I asked Marci Penner to think of one town that's a sparkling success story, and another that will most likely dry up and blow away.
"That was easy for me to think of the successful town," she said. "And I'll tell you that the population is about 190. This is a town that about twenty years ago was listed in the top ten of towns soon likely to be ghost towns. But there was one person who moved into town, and he opened an antique business. And he had a vision that if all the abandoned stores in this two-block town would be filled with this niche business that this town had a chance to thrive.
"Still, it was a town that was almost dead. It took about ten years for this man's dream to happen. But eventually, not only did those abandoned buildings in that two-block area become filled with that niche, but they took it a step further. They developed a nostalgic look to go with it. So it wasn't just the niche, but they created sort of a pathway to an emotion for people that might come into the town.
"It was a snowball effect. They're going to make it.
"Segue to the town that's very bleak - a similar population. They have buildings that are boarded up. One of the two businesses that are open in town, it's very dirty. And to me, that's the key, because there's not pride in that one business. And so I know right now, I feel, that that town probably won't make it.
"The other sign I see is that these buildings are not just abandoned, but they're falling down. And every day, people that live in that town drive by those. It would be better if they were gone. So they have a constant reminder about their demise."

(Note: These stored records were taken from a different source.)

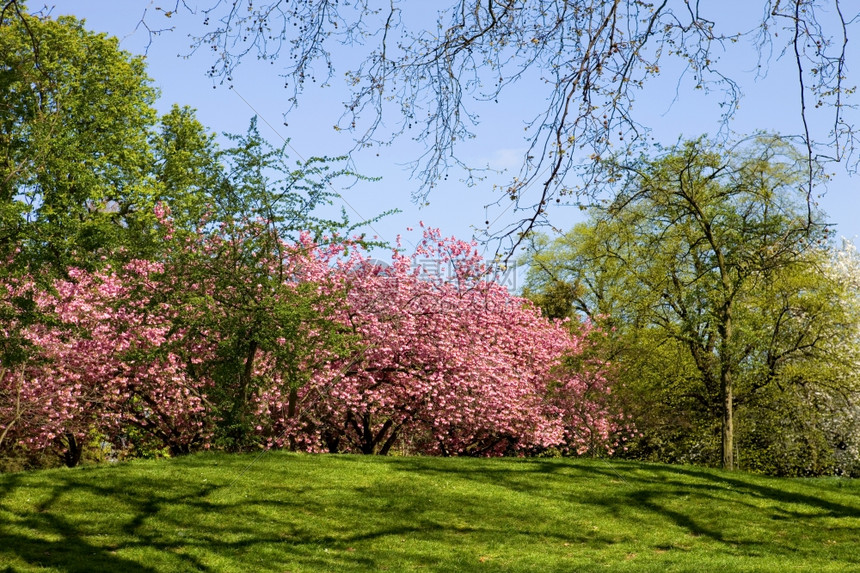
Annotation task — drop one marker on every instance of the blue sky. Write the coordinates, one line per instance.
(769, 104)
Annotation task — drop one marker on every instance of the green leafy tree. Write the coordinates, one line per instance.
(75, 155)
(706, 266)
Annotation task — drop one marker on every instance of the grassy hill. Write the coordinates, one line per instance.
(287, 512)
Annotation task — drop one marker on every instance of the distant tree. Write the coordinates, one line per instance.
(708, 271)
(427, 70)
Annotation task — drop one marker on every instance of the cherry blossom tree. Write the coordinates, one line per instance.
(450, 363)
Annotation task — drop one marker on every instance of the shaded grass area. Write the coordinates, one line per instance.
(290, 512)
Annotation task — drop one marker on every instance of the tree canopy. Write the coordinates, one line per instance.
(428, 72)
(705, 267)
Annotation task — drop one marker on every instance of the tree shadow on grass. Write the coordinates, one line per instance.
(647, 495)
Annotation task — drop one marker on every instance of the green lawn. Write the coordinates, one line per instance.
(288, 512)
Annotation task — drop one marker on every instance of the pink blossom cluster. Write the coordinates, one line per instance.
(451, 365)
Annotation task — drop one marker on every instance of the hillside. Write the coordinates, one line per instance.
(285, 512)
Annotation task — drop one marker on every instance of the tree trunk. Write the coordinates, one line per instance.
(726, 391)
(728, 424)
(241, 403)
(73, 452)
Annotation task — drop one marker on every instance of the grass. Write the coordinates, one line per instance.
(288, 512)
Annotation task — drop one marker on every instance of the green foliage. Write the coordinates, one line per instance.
(74, 141)
(712, 276)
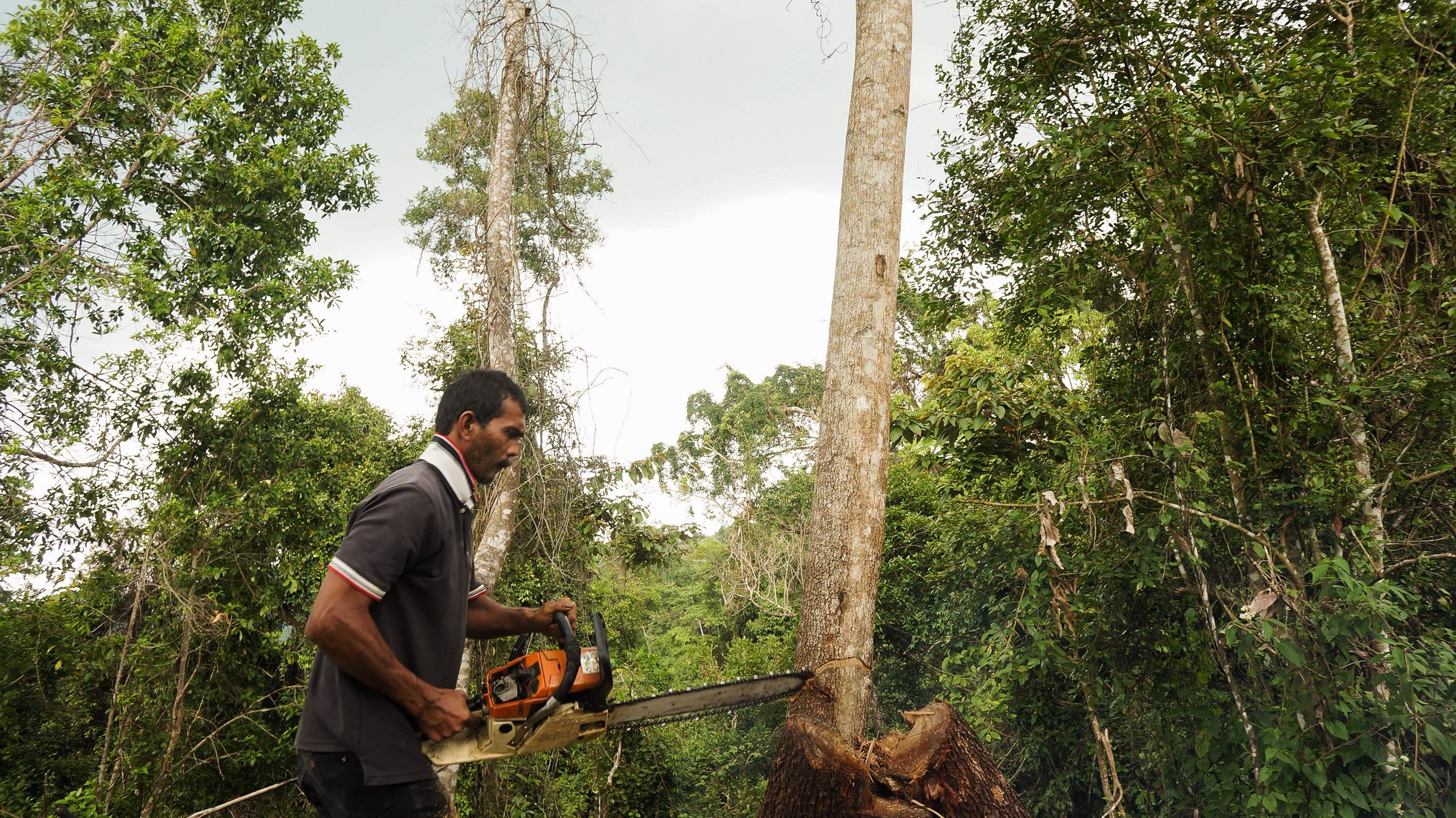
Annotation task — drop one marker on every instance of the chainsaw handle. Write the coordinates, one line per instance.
(568, 677)
(568, 642)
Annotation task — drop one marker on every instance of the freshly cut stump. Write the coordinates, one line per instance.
(944, 766)
(814, 775)
(937, 769)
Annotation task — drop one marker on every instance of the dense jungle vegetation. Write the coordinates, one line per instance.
(1173, 508)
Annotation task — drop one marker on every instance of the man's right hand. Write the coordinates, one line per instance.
(443, 714)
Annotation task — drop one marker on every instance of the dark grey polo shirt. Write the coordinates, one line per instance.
(407, 548)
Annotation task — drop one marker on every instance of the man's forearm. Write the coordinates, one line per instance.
(487, 619)
(353, 642)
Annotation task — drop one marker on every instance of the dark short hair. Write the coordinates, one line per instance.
(482, 392)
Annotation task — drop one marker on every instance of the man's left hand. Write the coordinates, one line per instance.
(544, 619)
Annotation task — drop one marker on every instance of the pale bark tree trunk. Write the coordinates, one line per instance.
(1371, 510)
(178, 699)
(838, 616)
(496, 335)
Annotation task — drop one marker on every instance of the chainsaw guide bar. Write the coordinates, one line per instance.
(682, 705)
(554, 699)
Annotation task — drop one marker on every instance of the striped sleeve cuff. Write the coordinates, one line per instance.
(357, 580)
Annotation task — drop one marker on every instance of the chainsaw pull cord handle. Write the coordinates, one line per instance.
(567, 679)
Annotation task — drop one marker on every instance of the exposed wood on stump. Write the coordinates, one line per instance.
(814, 773)
(938, 768)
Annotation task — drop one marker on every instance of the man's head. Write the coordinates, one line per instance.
(484, 414)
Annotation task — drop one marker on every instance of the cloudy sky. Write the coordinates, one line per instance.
(726, 139)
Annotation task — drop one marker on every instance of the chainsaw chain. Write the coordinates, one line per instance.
(695, 715)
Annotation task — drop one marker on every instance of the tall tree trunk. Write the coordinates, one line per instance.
(178, 698)
(121, 671)
(838, 616)
(497, 338)
(1371, 510)
(496, 335)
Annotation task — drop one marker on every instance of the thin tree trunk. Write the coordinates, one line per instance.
(1183, 262)
(121, 670)
(501, 281)
(838, 616)
(175, 734)
(1371, 510)
(496, 338)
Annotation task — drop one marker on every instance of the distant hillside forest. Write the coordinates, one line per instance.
(1173, 495)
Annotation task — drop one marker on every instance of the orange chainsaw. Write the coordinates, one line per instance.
(554, 699)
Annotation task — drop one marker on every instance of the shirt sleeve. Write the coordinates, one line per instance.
(383, 540)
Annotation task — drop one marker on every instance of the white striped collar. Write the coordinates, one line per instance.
(449, 462)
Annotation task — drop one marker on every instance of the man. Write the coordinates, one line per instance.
(395, 607)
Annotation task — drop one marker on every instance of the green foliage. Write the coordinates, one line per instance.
(555, 184)
(252, 497)
(740, 444)
(1129, 171)
(162, 171)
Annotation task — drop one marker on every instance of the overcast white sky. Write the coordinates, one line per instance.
(726, 142)
(726, 137)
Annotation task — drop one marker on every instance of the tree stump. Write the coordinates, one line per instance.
(814, 773)
(937, 769)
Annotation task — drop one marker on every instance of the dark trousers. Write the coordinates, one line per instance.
(334, 784)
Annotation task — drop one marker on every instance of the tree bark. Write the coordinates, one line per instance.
(496, 337)
(1371, 510)
(938, 768)
(121, 671)
(838, 616)
(175, 734)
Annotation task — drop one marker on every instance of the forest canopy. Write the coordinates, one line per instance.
(1171, 510)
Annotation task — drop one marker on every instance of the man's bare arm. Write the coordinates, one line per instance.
(340, 625)
(487, 619)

Marci Penner says Kansas cannot expect to become much of a tourist destination. It has no majestic Rocky Mountains like neighboring Colorado, no oceanfront, no great theme park, no historical magnet like a New Orleans or Philadelphia. It offers, instead, sweeping tallgrass prairies, endless wheatfields, and a hefty sprinkling of small-town shops and characters. Ms. Penner says it's a place for explorers, not tourists - curious people willing to take some time, get to know townfolk and farmers, and spend a some money to keep little towns alive.
Hence a Kansas Sampler Foundation's project with a most unusual name: Lizard Lips.
"Lizard Lips is a [combination] convenience store, bait shop, grill, and deli all in one about a mile [about a kilometer and a half] north of a town of three hundred people in Southeast Kansas. The biggest asset over there is a reservoir," says Ms. Penner.
"The Kansas Explorers' Club decided to pick one place in the state to use as an example about how lots of little money spent in a place can make a big difference. So we started an effort that in the end just became known as 'Lizard Lips.'
"Our plan was to encourage a thousand people to go to this place and spend five dollars. That's all they had to do was spend $5. And in the end, then, that would of course become $5,000, which would mean that store wouldn't have to take out their annual $5,000 loan from the bank to pay their employees during the slow time.
"Well, not only did it help Lizard Lips, but it also made everybody who went in there and spent money feel real good, too. So it was a win-win effort, and people continue to go to Lizard Lips.
Of course $5 here and $5 there likely won't save a town that has lost its school, or its grocery store, or its will to survive. But Marci Penner keeps plugging away to pump up Kansans' pride. The Kansas Sampler Foundation has started what you might say is almost literally a grassroots network of rural community leaders aimed at strengthening small towns all across Kansas. It's called "We Kan." KAN.